Iwo Jima Memorial Washington, DC – Memorial Weekend 2017
By Lynne Driscoll, Director – Intellectual Property, IBM
As an American, there is not much more moving than visiting our Nation’s Capitol on Memorial weekend. This U.S. holiday is informally known as the ‘start of summer’, however it is formally known to honor those who have served in both life & death in the protection of our country, values and freedom. The energy of the visiting crowds, food trucks, street vendors along with the monuments and their stories reminds us how fortunate we are as a society. Speaking of fortune, we were provided a delightful, local private guide for an evening, moon-lit tour of the Capitol complete with historical insights unknown to many and sights unseen by our IBM Health Corps team.
Infused in our friendly banter among ourselves and our guide, we wandered through the monuments and through the topics of the political parties differences between our respective countries, the puzzling (to even us Americans) electoral college and just exactly how much could you pay for a home in the trendy Georgetown section of D.C.? (according to realtor.com….a LOT is what I would say).
And yet in this celebration of those who lost their lives and loved ones due to wars on soils near & far – on behalf of the United States and our allies – it hit home. It’s clear that our small team, 7 of us from IBM, is fighting a war in itself. The war called Cancer. With many in support, we are building a tool that oncologists on the ‘front-lines’ in low-resource countries in Sub-Saharan African (far away soils from America) can use to effectively treat and battle one of nature’s most destructive forces in the human body that is more insidious than bombs, more prevalent than AK-47s, more underhanded than an IED.
As an example, cervical cancer is one of the leading causes of death of African women.

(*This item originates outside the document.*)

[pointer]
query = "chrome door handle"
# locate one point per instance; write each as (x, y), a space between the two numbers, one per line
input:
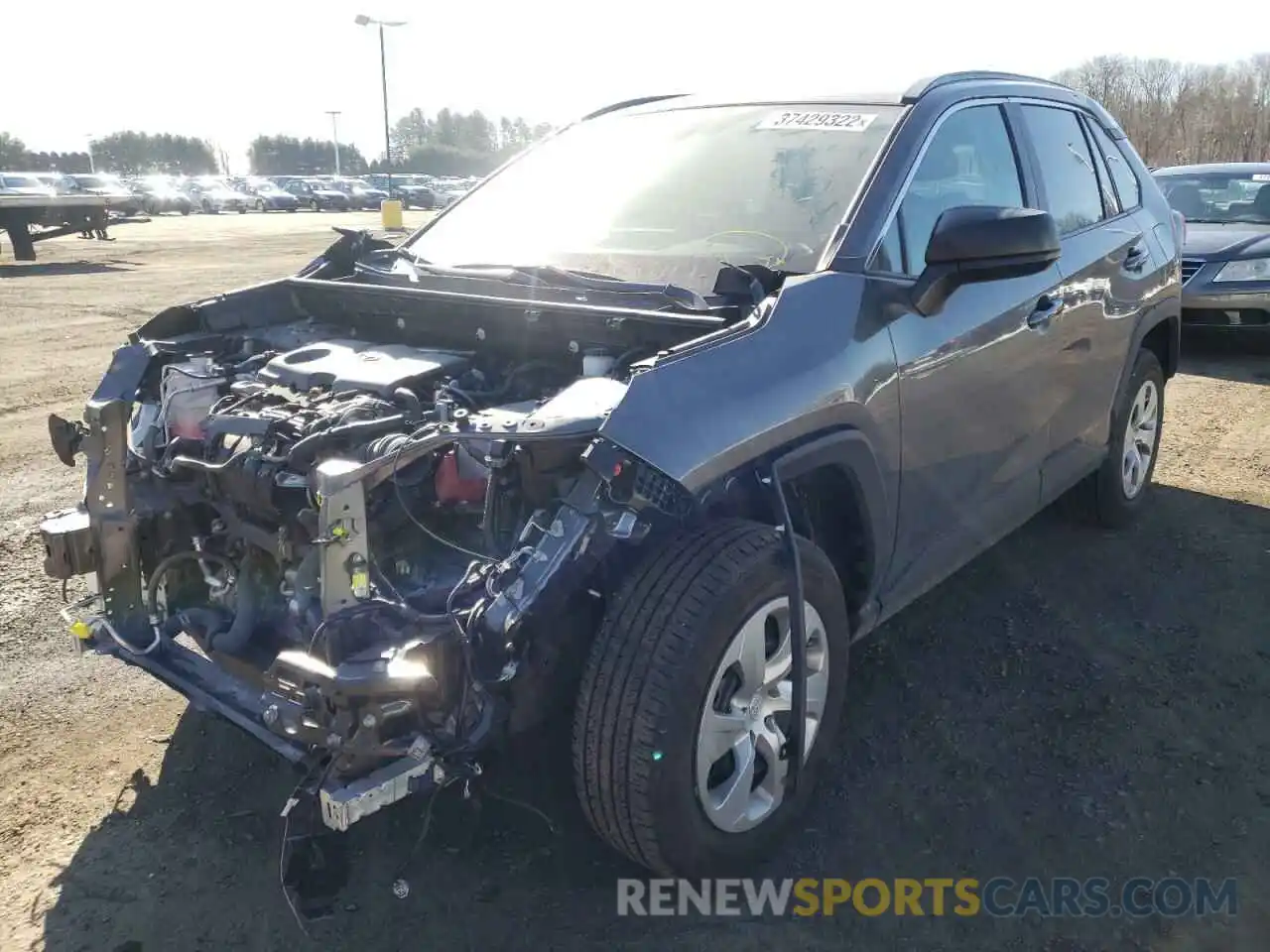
(1046, 309)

Preventable with a vaccine, treatable if caught in time. And too many women are senselessly losing the struggle in this part of the world. Let’s stop the advancement of this cancer and the others we are working on.
This team is part of the Moonshot that our CEO declared on this disease. A century-old technology company, that has survived through 8+(?) times-of-war over our existence, seeking to eradicate an enemy. This team will never get a monument raised in our honor. We aren’t seeking one. But it’s been my honor and pleasure, however small a contribution, to serve my country and my fellow human beings. I am proud to be an IBMer.